Back from first trip home in three years, Kane making strides on/off court


CHAMPAIGN (WCIA) — A trip home when you haven’t been back in awhile can be a game changer. A chance to refresh, recharge and refocus, home cooked meals never hurt either, and that’s exactly what Illinois sophomore center Samba Kane did last month. He hadn’t been back to his native Senegal in three years.

“I was happy, just being around my friends,” Kane said. “We used to go to practice together and do everything together. When I get back they still have the same mentality, being nice with me, like I never left and it felt great.”

And it’s that time spent a half a world away that has Kane still smiling today. He was in Africa for a month, leaving after the semester ended in May.

“It helped me mentally because when I went home and saw the situation and people don’t have a really good situation, like living situation,” he said. “When I walk on the street, people come up to me and say, ‘We saw your video on YouTube and we’re cheering for you.'”

Samba repped the Orange and Blue on the courts in Dakar while getting a few workouts in. Those were tougher with Ramadan going on. Kane is a Muslim, meaning he fasted from sunrise to sunset for the month.

“It’s hard but when you’re home it’s different because you’re doing it with your family and friends so it’s a lot easier than when I’m here (Champaign),” Kane added.

Samba ended up losing 10 pounds, weight he’s currently trying to gain back reach his goal of 230. Now if he could only get those home cooked meals from mom sent to campus.

“She’s proud,” Kane said. “You know every time she goes out she’s like, ‘Can you please come with me?’ or like, ‘Go on a walk with me,’ and I’m like, ‘Sure, mom.’ She’s really proud of me, I can tell.”

With mom’s blessing, Kane’s spending the summer at Ubben, his first off-season after getting to Champaign late last year and missing crucial time with strength and conditioning coach Adam Fletcher.

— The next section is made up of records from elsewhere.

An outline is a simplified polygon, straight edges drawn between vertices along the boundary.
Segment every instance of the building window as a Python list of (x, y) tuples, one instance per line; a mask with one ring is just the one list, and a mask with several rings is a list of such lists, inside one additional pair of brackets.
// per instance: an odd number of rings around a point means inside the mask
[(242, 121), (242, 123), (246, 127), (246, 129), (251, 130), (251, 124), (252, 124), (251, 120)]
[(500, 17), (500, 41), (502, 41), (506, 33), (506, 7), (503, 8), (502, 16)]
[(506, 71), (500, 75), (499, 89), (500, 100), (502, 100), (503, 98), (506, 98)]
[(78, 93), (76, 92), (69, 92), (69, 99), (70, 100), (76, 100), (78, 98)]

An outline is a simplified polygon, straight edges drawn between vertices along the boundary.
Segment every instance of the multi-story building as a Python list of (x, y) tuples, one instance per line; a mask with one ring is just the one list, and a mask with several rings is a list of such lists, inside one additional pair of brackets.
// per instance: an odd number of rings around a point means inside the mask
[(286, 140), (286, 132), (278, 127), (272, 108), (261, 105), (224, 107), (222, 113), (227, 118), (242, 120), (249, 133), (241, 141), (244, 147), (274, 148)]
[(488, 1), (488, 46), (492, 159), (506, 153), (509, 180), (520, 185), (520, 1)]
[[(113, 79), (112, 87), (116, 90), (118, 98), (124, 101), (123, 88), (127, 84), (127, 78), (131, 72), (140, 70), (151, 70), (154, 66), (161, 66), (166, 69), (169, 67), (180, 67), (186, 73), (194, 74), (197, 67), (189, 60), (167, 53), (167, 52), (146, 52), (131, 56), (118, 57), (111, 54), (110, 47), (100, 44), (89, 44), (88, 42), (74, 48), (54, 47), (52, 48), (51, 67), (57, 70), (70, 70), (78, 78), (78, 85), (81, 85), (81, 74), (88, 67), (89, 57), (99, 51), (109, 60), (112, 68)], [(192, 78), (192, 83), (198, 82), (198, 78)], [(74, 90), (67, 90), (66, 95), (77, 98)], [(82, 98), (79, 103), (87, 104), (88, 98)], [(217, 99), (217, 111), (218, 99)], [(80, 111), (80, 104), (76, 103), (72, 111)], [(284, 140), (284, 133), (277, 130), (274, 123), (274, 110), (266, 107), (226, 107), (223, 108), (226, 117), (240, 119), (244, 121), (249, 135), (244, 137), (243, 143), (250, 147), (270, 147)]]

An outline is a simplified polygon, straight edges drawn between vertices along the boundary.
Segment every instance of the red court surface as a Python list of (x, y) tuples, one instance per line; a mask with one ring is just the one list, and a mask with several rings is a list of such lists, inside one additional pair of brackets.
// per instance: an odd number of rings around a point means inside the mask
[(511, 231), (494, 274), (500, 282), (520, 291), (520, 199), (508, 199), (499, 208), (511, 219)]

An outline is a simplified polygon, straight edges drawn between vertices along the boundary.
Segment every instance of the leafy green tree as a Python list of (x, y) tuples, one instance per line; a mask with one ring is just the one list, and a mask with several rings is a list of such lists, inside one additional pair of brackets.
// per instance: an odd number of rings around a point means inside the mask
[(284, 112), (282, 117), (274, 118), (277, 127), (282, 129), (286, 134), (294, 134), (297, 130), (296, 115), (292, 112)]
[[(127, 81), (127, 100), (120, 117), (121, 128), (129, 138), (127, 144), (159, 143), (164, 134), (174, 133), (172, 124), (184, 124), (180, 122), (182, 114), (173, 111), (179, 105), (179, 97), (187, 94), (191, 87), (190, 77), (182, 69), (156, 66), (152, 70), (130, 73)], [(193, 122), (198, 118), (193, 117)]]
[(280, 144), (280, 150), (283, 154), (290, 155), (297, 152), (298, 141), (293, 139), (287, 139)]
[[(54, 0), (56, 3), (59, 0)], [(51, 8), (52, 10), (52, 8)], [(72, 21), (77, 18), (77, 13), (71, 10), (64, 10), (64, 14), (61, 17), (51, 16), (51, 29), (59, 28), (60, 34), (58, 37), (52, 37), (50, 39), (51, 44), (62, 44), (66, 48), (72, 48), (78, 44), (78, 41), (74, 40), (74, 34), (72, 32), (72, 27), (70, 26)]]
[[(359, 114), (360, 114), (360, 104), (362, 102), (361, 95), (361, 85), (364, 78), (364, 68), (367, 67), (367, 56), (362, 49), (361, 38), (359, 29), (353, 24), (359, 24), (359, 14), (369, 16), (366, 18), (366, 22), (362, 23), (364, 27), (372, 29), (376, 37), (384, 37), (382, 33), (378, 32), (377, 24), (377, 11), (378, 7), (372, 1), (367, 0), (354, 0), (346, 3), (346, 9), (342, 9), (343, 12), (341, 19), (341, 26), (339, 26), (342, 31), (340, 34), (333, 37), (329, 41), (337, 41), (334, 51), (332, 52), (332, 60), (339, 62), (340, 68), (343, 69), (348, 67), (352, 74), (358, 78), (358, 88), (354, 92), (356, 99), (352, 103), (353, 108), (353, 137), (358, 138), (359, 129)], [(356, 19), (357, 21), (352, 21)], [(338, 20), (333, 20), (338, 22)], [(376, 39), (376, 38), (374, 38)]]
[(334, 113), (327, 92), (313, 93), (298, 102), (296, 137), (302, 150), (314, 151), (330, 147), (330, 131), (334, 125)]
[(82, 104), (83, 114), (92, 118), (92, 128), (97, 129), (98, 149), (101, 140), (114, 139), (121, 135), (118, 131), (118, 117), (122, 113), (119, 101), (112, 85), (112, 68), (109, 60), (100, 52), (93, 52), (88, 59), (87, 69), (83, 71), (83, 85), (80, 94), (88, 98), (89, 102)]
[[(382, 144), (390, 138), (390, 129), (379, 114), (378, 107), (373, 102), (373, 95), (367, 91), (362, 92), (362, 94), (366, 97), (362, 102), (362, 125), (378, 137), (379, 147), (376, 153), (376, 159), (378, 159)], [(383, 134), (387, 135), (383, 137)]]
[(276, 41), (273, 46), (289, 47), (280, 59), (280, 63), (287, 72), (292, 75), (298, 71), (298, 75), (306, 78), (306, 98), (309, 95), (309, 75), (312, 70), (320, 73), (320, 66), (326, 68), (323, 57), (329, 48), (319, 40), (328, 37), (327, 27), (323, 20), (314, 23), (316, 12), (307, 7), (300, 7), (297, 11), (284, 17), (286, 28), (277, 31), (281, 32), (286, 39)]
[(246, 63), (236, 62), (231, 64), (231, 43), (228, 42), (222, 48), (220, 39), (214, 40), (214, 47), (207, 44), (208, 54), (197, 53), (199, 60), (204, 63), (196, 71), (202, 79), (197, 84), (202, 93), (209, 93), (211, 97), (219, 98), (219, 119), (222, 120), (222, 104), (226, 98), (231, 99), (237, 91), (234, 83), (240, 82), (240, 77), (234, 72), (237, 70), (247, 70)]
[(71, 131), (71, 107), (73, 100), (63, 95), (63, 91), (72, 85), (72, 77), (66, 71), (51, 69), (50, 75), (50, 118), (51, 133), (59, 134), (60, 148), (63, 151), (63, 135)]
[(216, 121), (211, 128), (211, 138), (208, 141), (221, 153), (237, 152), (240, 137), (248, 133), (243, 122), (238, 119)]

The 7-foot center is specifically focusing on his touch around the basket, rebounding and blocking shots.

“I feel like that time away from here and going back home was really good for him,” fellow Illini sophomore Tevian Jones said. “He’s also been stepping up his game on the court and making the right play, dunks and finishing.”

“We’ve seen a rejuvenated, excited Samba,” Illinois head coach Brad Underwood said. “He’s attacking the weight room and following along with Giorgi (Bezhanishvili) and that work habit mode.”

Kane knows there’s still a long way to go and a lot of work to put in after averaging just 1.5 points in 18 games last season. But several flashes, including a turnaround jumper against Minnesota, showed Illini Nation a glimpse of what could be.

“I know what’s waiting for me and I have to really work harder and get better,” Kane said.